The blind old priest in rural Finland hired an ex-con to read his mail. Maybe she was a murderer. Maybe she was innocent. Whatever the case, she brought enough real-world cynicism to her reading job to sway the old man.
Letters came. People wanted help with this and that: Sickness. Poverty. Death Troubles with the law. More sickness. They wanted God-help and the priest’s duty or calling or reputation was that he prayed and stuff happened in the real world. So the ex-con read the letters and the priest prayed. Except the ex-con’s readings, which included critical questions for the priest, gradually exposed his shaky foundations.
What a fool I’ve been, all these years.
The Finnish film “Letters to Father Jacob” continues with a twist, but the question “How have I spent my life and what do I have to show for it?” is central to all that happens next.

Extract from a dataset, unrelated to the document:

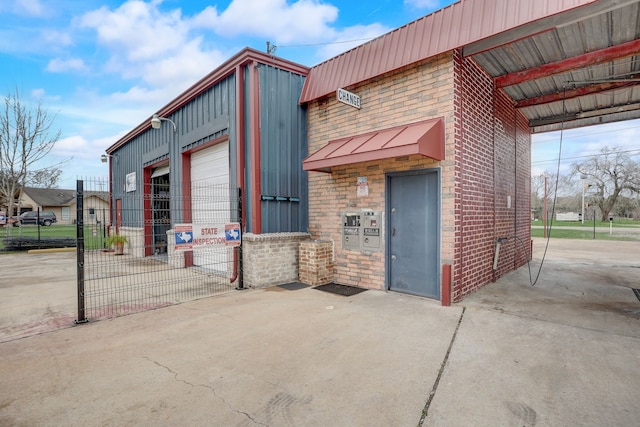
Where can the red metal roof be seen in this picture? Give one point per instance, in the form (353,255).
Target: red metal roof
(454,26)
(425,138)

Seven critical questions help frame how we progress in our quest to balance work, art and economics in real life. One of those questions has to do with where we aim all our efforts: “Where does my ladder lean?” Common assumptions about work include the notion that you want the corner office and the big stock options that come with the high-octane positions. Of course you do: money and power are on everyone’s radar. Writers and artists want fame and money. Athletes want wins and fat contracts. Televangelists want souls with wallets. We all aim at something because that’s how we motivate ourselves.
It’s worth asking again and again what it is we are aiming at. At any point on the ladder it makes sense to stop and consider our end-goal. Especially because our work or art exacts a price from us. We’re used to the notion of the corporate executive who sacrifices family life and interpersonal relationships in his or her climb. But the craftsman or artist also pays a price: maybe relationships. But for certain the crafter or artist pays a price of looking at the world in a particular way. They move through the world with that bit of art or craft as a centerpiece—their own tool set for processing the world. Or perhaps the ladder is a ladder of faith and suddenly you wonder if it leans against, well, anything.
Anything at all.
This is not a rant against aggressive career movement. It is not a diatribe against capitalistic acquisition. It is a lament that there are not more Father Jacobs out there with an existential intelligence and a passion for listening and, well, seeking help for others. And maybe this is a plea for some to keep on seeking and to keep on waiting.
Perhaps there are unseen things worth desiring.